Bu değerlendirmelerimizin canlı delilleri, günümüzde İslamsız bir hayatı yaşayanların, -aradaki asırlara rağmen- cahiliye adamı ile aynı davranışları paylaşmalarıdır. Kültür kaynaklarımız, İslâm öncesinde yaşamış olan cahiliye adamının tavır ve davranışlarını büyük ölçüde bize nakletmektedir. Bunların büyük bir kısmı ya aynen ya biraz şekil değiştirmiş, ya da daha fazla yaygınlık kazanmış olarak günümüzün İslamsız muhitlerinde görülmektedir. İşte bunlardan biri, yazımıza konu aldığımız anlatımda (rivayet) çok çarpıcı biçimde ifadesini bulmaktadır: “Cahiliye adamı köpeğini besler-büyütür, çocuğunu öldürürdü.“
Konuyu daha detaylı olarak değerlendirebilmek için, bu tesbitin, içinde bulunduğu anlatımın tamamına bir göz atmak gerekmektedir:
“(Mücâhid dedi ki) mevlâm (yani beni azad eden efendim) bana şöyle haber verdi. Ailesi onu, içinde kaymak ve süt bulunan bir tasla tanrılarına gönderdiler ve onlardan korktukları için, kaymağı yemememi bana tembih ettiler. (Ben de tası götürüp putların önüne koydum). Sonra bir köpek geldi, kaymağı yedi, sütü içti, ardından da putun -ki bu İsaf ve Nâile putuydu- üzerine işedi.

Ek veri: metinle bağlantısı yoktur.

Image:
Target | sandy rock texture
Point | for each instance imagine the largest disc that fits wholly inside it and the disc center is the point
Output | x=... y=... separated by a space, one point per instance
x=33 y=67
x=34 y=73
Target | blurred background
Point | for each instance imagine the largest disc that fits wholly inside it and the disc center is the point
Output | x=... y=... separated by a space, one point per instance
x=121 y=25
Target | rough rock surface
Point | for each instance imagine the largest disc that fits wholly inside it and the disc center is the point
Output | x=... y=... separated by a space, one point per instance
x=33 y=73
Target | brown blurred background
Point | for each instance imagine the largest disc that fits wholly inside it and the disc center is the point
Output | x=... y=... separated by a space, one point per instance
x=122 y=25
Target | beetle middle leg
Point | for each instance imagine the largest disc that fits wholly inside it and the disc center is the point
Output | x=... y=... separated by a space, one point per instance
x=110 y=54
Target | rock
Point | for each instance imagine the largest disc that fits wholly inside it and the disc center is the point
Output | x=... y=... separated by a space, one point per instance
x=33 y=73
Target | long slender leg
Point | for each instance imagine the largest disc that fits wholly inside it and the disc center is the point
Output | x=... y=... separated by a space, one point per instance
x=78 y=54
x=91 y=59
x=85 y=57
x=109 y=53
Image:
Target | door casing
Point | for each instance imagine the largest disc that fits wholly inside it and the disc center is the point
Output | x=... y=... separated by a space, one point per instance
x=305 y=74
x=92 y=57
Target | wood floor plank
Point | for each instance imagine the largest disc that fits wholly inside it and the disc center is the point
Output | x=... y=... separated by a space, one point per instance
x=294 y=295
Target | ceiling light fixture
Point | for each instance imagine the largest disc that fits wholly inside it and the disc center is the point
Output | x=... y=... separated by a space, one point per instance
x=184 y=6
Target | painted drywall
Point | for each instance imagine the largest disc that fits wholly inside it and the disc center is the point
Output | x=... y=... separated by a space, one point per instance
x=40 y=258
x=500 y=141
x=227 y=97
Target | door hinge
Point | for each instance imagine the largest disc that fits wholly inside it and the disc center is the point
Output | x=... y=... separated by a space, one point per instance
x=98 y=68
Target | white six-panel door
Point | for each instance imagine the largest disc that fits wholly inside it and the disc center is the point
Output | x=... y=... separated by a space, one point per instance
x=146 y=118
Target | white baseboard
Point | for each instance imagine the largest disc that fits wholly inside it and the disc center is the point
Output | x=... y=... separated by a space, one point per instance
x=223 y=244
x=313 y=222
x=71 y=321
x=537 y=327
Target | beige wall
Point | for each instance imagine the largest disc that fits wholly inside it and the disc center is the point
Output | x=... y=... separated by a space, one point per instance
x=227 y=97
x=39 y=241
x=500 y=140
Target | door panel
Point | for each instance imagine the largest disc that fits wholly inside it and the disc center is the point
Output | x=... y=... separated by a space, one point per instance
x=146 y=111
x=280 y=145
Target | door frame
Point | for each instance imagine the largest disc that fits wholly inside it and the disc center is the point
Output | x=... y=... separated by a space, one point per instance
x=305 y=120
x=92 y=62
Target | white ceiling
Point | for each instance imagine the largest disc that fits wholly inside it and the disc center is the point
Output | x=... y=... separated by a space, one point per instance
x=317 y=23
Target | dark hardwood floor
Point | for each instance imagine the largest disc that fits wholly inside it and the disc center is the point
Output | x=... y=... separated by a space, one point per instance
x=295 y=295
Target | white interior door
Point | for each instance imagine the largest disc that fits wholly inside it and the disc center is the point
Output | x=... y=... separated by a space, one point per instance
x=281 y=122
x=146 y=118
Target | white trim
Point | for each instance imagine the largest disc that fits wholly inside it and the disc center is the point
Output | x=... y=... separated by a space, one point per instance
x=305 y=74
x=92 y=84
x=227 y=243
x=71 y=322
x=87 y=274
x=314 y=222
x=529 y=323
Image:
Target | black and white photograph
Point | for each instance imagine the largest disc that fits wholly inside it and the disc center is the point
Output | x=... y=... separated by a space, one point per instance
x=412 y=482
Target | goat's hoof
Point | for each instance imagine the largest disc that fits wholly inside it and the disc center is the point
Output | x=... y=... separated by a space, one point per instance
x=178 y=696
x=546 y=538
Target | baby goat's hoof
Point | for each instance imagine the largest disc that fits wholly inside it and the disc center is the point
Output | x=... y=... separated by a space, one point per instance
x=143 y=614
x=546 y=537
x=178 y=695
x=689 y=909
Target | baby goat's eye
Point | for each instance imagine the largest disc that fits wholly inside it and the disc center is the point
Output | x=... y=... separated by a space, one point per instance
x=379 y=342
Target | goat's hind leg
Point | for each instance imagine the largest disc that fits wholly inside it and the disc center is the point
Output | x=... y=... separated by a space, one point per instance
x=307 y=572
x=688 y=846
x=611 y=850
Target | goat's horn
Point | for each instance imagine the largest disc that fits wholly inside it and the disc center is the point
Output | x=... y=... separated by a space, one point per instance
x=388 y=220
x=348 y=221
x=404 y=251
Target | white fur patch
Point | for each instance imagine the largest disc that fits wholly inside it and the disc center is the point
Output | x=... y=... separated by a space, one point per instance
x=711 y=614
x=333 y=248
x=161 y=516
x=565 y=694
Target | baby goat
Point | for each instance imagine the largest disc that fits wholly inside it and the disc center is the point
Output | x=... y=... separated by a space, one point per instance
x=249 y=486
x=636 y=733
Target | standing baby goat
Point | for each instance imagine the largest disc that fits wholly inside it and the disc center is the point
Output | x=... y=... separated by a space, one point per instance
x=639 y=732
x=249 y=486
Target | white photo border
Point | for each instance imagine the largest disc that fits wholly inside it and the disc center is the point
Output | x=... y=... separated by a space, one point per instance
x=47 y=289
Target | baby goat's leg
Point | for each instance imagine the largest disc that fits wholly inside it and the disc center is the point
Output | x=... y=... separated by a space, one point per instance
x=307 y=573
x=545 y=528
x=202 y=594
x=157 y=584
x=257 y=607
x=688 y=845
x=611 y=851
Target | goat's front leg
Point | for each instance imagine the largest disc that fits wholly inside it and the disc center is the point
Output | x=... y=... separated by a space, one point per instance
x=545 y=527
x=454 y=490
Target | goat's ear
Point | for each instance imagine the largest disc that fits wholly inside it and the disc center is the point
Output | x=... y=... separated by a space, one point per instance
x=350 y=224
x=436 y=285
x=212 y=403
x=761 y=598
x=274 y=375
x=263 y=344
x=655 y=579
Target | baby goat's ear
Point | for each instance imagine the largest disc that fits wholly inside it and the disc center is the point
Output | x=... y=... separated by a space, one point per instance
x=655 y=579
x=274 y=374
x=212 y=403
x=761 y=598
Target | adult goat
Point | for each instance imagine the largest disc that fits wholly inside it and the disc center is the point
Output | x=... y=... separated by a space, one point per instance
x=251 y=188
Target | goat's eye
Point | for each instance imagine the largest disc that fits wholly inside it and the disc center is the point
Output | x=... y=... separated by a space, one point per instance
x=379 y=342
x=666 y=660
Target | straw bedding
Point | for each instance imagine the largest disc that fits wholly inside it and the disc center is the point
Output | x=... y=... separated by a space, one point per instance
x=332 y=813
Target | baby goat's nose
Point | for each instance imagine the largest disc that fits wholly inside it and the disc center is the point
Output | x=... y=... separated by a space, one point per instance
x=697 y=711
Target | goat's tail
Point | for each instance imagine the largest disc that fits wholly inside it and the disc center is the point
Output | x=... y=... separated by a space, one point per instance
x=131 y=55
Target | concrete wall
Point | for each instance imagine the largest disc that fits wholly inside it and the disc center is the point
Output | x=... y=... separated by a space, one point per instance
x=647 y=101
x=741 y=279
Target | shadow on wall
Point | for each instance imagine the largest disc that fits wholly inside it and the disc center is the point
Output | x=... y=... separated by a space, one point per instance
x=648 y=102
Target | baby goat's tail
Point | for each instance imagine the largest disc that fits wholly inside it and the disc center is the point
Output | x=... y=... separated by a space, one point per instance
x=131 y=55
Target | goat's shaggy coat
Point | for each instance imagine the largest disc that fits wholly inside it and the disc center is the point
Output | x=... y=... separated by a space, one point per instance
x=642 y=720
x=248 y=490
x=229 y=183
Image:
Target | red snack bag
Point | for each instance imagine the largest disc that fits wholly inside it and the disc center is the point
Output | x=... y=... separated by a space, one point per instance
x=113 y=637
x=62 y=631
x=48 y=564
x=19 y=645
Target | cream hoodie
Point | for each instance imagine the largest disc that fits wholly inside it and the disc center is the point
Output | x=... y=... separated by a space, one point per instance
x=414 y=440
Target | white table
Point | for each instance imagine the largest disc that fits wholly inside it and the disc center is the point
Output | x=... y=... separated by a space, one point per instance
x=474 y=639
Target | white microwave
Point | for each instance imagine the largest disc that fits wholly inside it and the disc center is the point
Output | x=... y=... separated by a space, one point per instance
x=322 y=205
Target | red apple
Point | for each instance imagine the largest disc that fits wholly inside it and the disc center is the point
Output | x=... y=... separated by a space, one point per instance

Harun b. Muâviye dedi ki; cahiliye döneminde adam yolculuğa çıktığı zaman beraberinde, üçünü tenceresi için (saç ayağı gibi kullanacağı), birine de tapacağı dört taş alırdı. (Cahiliye insanı) köpeğini besler-büyütürdü ama çocuğunu öldürürdü.“
Değerli meslektaşım sayın Prof. Dr. Abdullah Aydınlı‘nın tercümesiyle[2] verdiğim bu rivayet, hadis usulü ifadesiyle maktu’ bir rivayettir. Muhaddis Dârimî’nin hocası Harun ibni Muâviye’nin bir tespitidir. Bu tespit, dünü aktardığı kadar günümüzü de anlatmaktadır. Zira çocuğunu değişik çağdaş yöntemlerle öldüren ama köpeğine kazancının önemli bir bölümünü harcamaktan çekinmeyen, sevgisini köpeğine yönelten günümüz insanları ile “cahiliye adamı”nın sevgi ve ilgi sapıklığı arasında şaşırtıcı bir paralellik bulunmaktadır.
“Hayvanseverlik”, hatta ne idüğü belirsiz “çağdaşlık” iddiaları, bu “cahiliye adamı” psikolojisi ve davranışını hoş göstermeye yetmemektedir. Bu, açıkça inançlar, duygular ve davranışlardaki büyük bir sapmayı ortaya koymaktadır. İşin bir başka boyutunda da haksız yere, anlamsız gerekçelerle telef edilen çocukların dramı bulunmaktadır. İnsanın, kendi nesline karşı bu derece kıyıcı, köpek bakıcılığına da bu ölçüde düşkün ve meraklı olmasını anlamak gerçekten mümkün değildir.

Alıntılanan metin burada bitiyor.